Founders of startup companies often wait to incorporate a company until they are confident that their concept is viable or fundable. At some point, however, an entrepreneur will need to formally incorporate a company. Several reasons exist for taking the step to incorporate.
- More than one founder. If there is more than one founder, the likelihood of an argument about how the equity should be split in the new company increases dramatically. Incorporating a company and issuing stock to the founders will help prevent misunderstandings among the founders about equity splits. Trying to clean up pre-incorporation promises to grant equity in a startup company is a painful task, especially if founders part ways before there are formal documents in place to deal with the situation. Please keep in mind that even if a company is incorporated, founder stock purchase agreements with repurchase rights over unvested stock if founders leave are not included with the documents from typical online incorporation services.
- Creating intellectual property. If there is any IP created and there is more than one founder, then incorporating an entity and assigning IP to the entity is important. Otherwise, if a founder leaves before incorporation and IP has not been assigned to the other founder or an entity, then use of IP created by the former founder may be problematic. Once again, please keep in mind that the documents from typical online incorporation services do not contain IP assignment provisions in connection with the purchase of founders stock or separate IP assignment documents.
- Hiring employees or third party contractors. Although I’ve run into a situation where the former CEO of a Fortune 500 company personally paid an “employee” out of his own pocket for a year prior to incorporation while incubating an idea, most founders will need to incorporate a company if they intend to hire employees. In addition, if an entrepreneur needs to engage third party contractors, it generally makes sense to incorporate a company so that the third party enters into an agreement with a company instead of an individual. In addition, any IP created by the contractor can be assigned to the company instead of an individual founder.
- Issuing stock options. Many entrepreneurs do not have the cash to pay third parties and may partially compensate third parties by granting stock options or giving them the opportunity to purchase equity at nominal prices. Although it is possible to have pre-incorporation agreements to grant equity upon incorporation, it is simply easier to incorporate a company and grant stock options or equity to satisfy these promises.

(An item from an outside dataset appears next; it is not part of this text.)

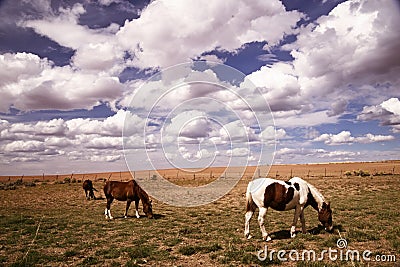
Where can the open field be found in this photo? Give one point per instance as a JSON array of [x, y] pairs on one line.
[[52, 224], [195, 177]]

- Launching a service/product and general liability issues. One important reason for incorporating a company is to protect the stockholders against personal liability. If a company complies with corporate formalities, creditors of the company generally cannot reach the stockholders to satisfy the company’s liabilities. Thus, a company should generally incorporate before launching a product or a service due to potential liability issues, as the risk of liability to a founder increases with customers or users.
- Obtaining visas. If a non-U.S. citizen/non-permanent resident founder intends to work in the U.S. on a startup project, then the founder should work with an immigration attorney on a strategy to legally work in the U.S. Incorporating a company and demonstrating that it is a “real” business with sufficient capital is typically a prerequisite to a visa application.

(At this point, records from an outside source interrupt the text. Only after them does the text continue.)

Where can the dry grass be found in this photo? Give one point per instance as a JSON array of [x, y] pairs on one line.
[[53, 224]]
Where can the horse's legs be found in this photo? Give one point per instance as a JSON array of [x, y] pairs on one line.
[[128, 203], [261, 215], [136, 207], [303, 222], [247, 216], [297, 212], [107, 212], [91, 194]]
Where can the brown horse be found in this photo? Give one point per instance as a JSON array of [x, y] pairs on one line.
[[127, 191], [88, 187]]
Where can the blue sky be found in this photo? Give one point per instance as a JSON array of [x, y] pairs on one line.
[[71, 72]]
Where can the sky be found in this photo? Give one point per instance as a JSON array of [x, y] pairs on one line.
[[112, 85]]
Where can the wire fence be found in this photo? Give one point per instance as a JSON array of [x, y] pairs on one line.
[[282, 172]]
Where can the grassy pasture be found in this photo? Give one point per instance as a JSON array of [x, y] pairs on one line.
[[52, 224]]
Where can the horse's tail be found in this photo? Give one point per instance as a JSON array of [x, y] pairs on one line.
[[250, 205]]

- Starting capital gains holding period in the event of a stock sale. If a founder sells stock of a company in a taxable transaction and it is held for greater than one year, then the capital gains tax rate is 15% for founders in the 25% tax bracket and higher. These days, it is fairly easy to develop a hit iPhone app or Facebook app and sell a company fairly quickly. I represented a couple of Facebook app companies last year that were sold in taxable transactions. One app was sold by an individual founder and the app was only several months old. Unfortunately, the founder was unable to receive the benefit of long-term capital gain tax treatment on the asset sale (and ended up paying the same tax rate as ordinary income on the sale proceeds). The other app was sold by an individual founder and the app was only several months old, but he had the foresight to incorporate a company more than a year prior to the sale and assign IP to the company. The buyer bought the stock of the company as opposed to the app itself. Thus, even though the app was less than one year old, the shares of stock of the company were held for greater than one year, and qualified for long-term capital gain tax treatment.
- Funding. Obviously, if third party investors want to invest in a startup idea, there needs to be an entity to accept the investment. Generally, I prefer to incorporate and issue founder’s stock at nominal prices well in advance of a Series A preferred stock financing because it is difficult to justify that common stock should be priced at $0.001 per share while Series A preferred stock is issued at $1.00 per share.
Incorporating a company is a serious step that results in out of pocket costs and ongoing tax and other filing obligations. In addition, if a founder still has a day job as an employee of another company, then the founder will need to review the founder’s employment documents carefully in order to determine if there are any issues. The first step in deciding whether to incorporate or not is to discuss the situation with a competent attorney.